Methods : 70 eyes of 70 consecutive patients with Fuchs endothelial corneal dystrophy (FECD) were included in this retrospective analysis. Preoperative IOL power calculation was done using IOLMaster® 500 and Pentacam® AXL. Based on previous data, a hyperopic refractive shift of about -1.0 diopters (dpt.) had been expected and was therefore added to the target refraction. All eyes received the same intraocular lens. The calculated target refraction of both methods was compared to the refractive error at follow-up. Patients were examined 3 months postoperatively after stable refraction was achieved. Main outcome measures included postoperative refractive shift, preoperative axial length and preoperative anterior corneal curvature.

Results : IOL power selection was based on the IOL power calculation by IOLMaster® 500 as our standard routine procedure. Preoperative anterior corneal radii and axial length showed no statistical difference (corneal radii: p=0.58, Mann-Whitney-U, axial length: p=0.86, Mann-Whitney-U). Comparing the postoperative refractive shift, the two methods showed a statistically significant difference (p<0.001, Mann-Whitney-U). Postoperative refractive shift was less in the Pentacam® AXL (IOLMaster® 500 mean +0.53 ± 1.0dpt.; Pentacam® AXL mean -0.14 ± 0.9dpt.).

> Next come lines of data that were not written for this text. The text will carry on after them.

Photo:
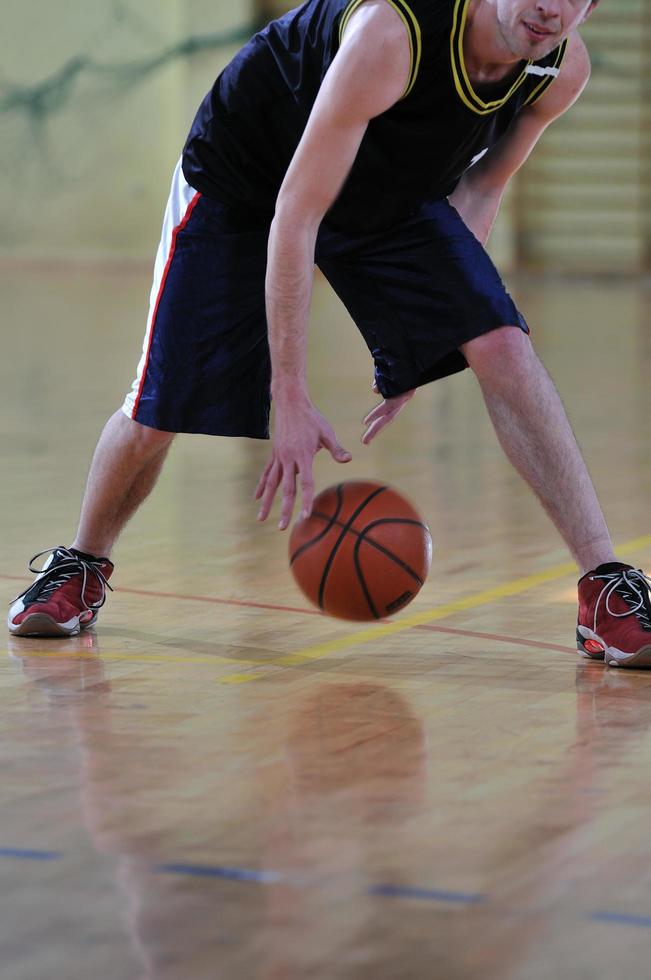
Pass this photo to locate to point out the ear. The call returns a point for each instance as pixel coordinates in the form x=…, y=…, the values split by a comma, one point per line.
x=590, y=9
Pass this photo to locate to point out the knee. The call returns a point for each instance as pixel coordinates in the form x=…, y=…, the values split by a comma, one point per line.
x=143, y=439
x=499, y=353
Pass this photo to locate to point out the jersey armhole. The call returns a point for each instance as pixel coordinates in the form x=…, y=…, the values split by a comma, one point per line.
x=549, y=75
x=408, y=18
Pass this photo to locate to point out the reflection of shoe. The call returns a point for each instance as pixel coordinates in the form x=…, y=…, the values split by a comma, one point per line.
x=66, y=596
x=615, y=616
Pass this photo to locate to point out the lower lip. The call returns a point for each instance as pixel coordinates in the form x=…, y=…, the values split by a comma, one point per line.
x=536, y=36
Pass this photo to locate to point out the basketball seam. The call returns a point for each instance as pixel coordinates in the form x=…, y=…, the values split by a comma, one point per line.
x=331, y=520
x=376, y=544
x=335, y=547
x=362, y=538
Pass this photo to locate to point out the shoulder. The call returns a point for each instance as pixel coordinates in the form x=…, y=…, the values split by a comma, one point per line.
x=573, y=77
x=375, y=44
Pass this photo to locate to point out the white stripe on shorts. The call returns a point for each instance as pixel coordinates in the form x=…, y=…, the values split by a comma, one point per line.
x=180, y=199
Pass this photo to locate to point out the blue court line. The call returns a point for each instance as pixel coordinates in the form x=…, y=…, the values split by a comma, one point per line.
x=219, y=871
x=620, y=918
x=271, y=877
x=30, y=855
x=427, y=894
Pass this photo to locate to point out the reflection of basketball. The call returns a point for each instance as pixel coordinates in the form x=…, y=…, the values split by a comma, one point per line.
x=363, y=553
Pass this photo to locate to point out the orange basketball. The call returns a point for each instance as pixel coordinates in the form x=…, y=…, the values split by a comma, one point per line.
x=363, y=553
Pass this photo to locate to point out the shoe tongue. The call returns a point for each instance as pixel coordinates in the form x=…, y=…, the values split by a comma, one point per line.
x=609, y=567
x=54, y=557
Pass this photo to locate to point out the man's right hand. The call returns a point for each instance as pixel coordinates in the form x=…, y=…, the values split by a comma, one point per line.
x=299, y=433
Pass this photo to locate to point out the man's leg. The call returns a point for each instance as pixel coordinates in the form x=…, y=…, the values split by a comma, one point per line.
x=534, y=432
x=126, y=464
x=67, y=595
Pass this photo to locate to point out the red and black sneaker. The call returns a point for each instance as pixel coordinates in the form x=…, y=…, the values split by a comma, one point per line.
x=615, y=616
x=66, y=596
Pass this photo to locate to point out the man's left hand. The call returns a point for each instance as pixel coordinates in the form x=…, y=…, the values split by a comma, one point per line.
x=384, y=413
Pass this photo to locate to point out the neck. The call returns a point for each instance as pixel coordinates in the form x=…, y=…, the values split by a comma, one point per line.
x=485, y=52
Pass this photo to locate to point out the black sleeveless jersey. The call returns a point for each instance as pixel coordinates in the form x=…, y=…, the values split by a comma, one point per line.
x=248, y=126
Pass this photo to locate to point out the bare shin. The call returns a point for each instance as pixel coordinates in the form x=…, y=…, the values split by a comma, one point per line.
x=536, y=436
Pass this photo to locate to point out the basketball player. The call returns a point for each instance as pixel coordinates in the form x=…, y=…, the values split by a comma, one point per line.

Conclusions : IOL power calculation in DMEK combined with phacoemulsification based on the Scheimpflug principle Pentacam® AXL showed preoperatively calculated target refractions which were closer to the postoperative outcome than in IOL power calculations by interferometry IOLMaster® 500. This might be explained by inclusion of the posterior corneal power into the calculation by the Pentacam® AXL.

This abstract was presented at the 2024 ARVO Annual Meeting, held in Seattle, WA, May 5-9, 2024.